インターネット上において、会員等に限定することなく、無償で公開した情報を第三者が利用することは、著作権等の権利の侵害にならない限り、原則、自由である

こうする一方で、

  1. 不法行為に基づく責任
  2. 不正競争防止法に基づく責任
  3. 商標法に基づく責任
  4. 著作権法に基づく責任が発生する
この4つの責任が生じる可能性を指摘しています。このため4つの設問をモデルとしてあげ、その解釈を示しています。少し長いですが表にしてまとめておきます。

設問 解釈
わいせつな画像等をアップしているアダルトサイト運営者が、当該サイトのメンバーであるなどとして、女性の主催する店舗や個人等のホームページのフロントページに、無断でリンクを張る場合 リンクという手段を用いてリンク先の名誉や信用を毀損する行為と解され、リンクを張られたサイトの運営者側は、民事上は不法行為責任として損害賠償を請求できる可能性がある。また、刑事上は名誉毀損罪、信用毀損罪等が成立する可能性があるとともに、態様によっては著作者の名誉声望を害するものとして著作者人格権の侵害(著作権法第113条第6項)となる可能性があるものと考えられる。
反社会的団体が、自己の団体の関連企業であるなどとして、善良な企業のホームページに無断でリンクを張る場合
自己のホームページを有名な大手企業の関連会社のページであるとの誤解を与えて利益を得ようと考えて、大手企業のホームページへ(「関連企業情報はこちら」等といった誤解を誘うような方法で)無断でリンクを張る場合、無関係の企業に対して、傘下の企業であるとか代理店であるとしてリンクを張る場合、無関係の個人が傘下の人物であるとしてリンクを張る場合等 リンク元のウェブページに、「関連企業情報はこちら」、「リンク先の企業は弊社傘下の代理店です。」、「この人は当社の関係者です。」等といった誤解を誘う表示とリンク先の企業を特定する名称等が表示されるものと考えられるが、これらの表示は、リンク先と関連会社であるとの誤解を与えて不正の利益を得、又はリンク先に損害を被らせる蓋然性の高い場合には、名誉権又は氏名権等の侵害、信用毀損を根拠として不法行為責任が問題となる可能性があると考えられる。また、リンクを張る際に、競争関係にあるリンク先の企業の営業上の信用を害する虚偽の事実を表示した場合には、不正競争行為に該当する可能性があると考えられる。
企業のホームページのロゴマークに、インラインリンクの態様でイメージリンクを張って、自らのホームページが当該企業と関連する企業であるかのように、その商品又は役務について使用する場合 リンク先のロゴマークなどにのみインラインリンクを張る場合であり、リンク先の「商品等表示」のみがリンク元において表示されることになる。このため、周知なロゴマークを、リンク先の企業の関連会社であるかのような営業主体の誤認混同を招くようなかたちで使用する場合や、自分の企業のロゴマークとして他人の著名なロゴマークなどを使用する場合には、不正競争行為に該当する可能性があると考えられる。

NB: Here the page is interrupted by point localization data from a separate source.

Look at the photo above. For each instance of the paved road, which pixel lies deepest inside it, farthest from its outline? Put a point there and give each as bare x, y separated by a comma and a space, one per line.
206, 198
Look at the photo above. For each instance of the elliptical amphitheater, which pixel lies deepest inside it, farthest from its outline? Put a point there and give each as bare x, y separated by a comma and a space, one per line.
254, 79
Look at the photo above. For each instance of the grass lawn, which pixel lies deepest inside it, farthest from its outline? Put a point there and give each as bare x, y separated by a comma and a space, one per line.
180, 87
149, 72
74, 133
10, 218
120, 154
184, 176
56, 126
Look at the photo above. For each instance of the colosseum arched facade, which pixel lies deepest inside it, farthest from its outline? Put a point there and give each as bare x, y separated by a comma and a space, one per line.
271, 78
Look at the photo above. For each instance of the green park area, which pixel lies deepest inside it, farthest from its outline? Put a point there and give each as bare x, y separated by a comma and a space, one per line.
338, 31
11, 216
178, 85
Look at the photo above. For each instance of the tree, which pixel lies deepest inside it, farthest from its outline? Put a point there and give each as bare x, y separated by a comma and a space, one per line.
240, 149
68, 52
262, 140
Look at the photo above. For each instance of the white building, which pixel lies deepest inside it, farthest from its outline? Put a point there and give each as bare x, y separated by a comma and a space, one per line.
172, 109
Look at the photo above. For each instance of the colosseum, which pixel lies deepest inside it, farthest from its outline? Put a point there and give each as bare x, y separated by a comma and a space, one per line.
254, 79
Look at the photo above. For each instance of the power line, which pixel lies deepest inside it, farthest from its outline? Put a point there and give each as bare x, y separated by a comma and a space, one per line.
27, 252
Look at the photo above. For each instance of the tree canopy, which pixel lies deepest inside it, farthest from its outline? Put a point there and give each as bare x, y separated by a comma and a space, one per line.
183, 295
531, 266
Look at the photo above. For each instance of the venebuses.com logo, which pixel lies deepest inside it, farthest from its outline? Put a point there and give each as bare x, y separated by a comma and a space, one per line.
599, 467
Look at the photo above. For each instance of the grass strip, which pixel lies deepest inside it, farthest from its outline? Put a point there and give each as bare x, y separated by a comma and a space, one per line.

また、当該ロゴマークが他人の登録商標である場合、自らのホームページ上で、当該登録商標をその指定商品又は指定役務について使用すると、その使用態様によっては、商標権侵害となる場合がある。


正直なところ色んなリンクをする人がいるもんだと感心しますが、こういうケースは訴訟に持ち込まれたら「危ないぞ」ぐらいに考えます。それでも私の解釈的にはリンクは原則自由であるが、無制限の自由では必ずしもなく、あまりに捻った使い方をすれば、時に刑事及び民事の責任を問われる可能性があるぐらいに取りたいところです。

ところが経済産業省は原則自由の面よりも、責任問題を重く取っている様で小括として、

リンクの法的な意義については、必ずしも明確な理論が確立しているわけではなく、無断リンクを巡って、様々な紛争が生じている現状を考慮すると、「無断リンク厳禁」と明示されているウェブページにリンクを張る場合には、十分な注意が必要である。

なんとなく「なるべくやめときなはれ」みたいな姿勢に見えないこともありません。ざっと調べただけですが、リンクについては企業も官庁も制限したい方向性が強いようで「原則として許可を求める」みたいな断り書きをするとことが少なくないようです。しかし日本著作権情報センターも、電子商取引及び情報財取引等に関する準則でもリンク自体にはなんらの違法性はないとしています。

どうもなんですが「リンクの自由」については正面から取り締まるのは現実的には難しいようですが、官庁や企業サイドは非関税障壁みたいなものを空気として作り上げようとしている様には見えます。そういう動きに対して「リンクは自由」の原則を強く主張する論者の勢力も大きく、なかなかの論争になっているようにも感じます。

「リンクは自由」の原則は変わらないにしろ、これにテンコモリの但し書きをつけて実質として許可制にしたい規制派勢力と、そういう制限を極力小さいものにしたい反規制派勢力の争いと見ても良いかもしれません。

私の主観が強くなってしまうのですが、報道記事も原則は無断転載可ですが、自由に「無断転載禁」を無制限に行える権限がセットになり、事実上は無断転載禁みたいな方向にしたいのが規制派、それはネットと言うメディアを絞め殺す所業になると主張するのが反規制派ぐらいに思えるところです。

どうなっていくかは時々アップデートしておいた方が良いかもしれません。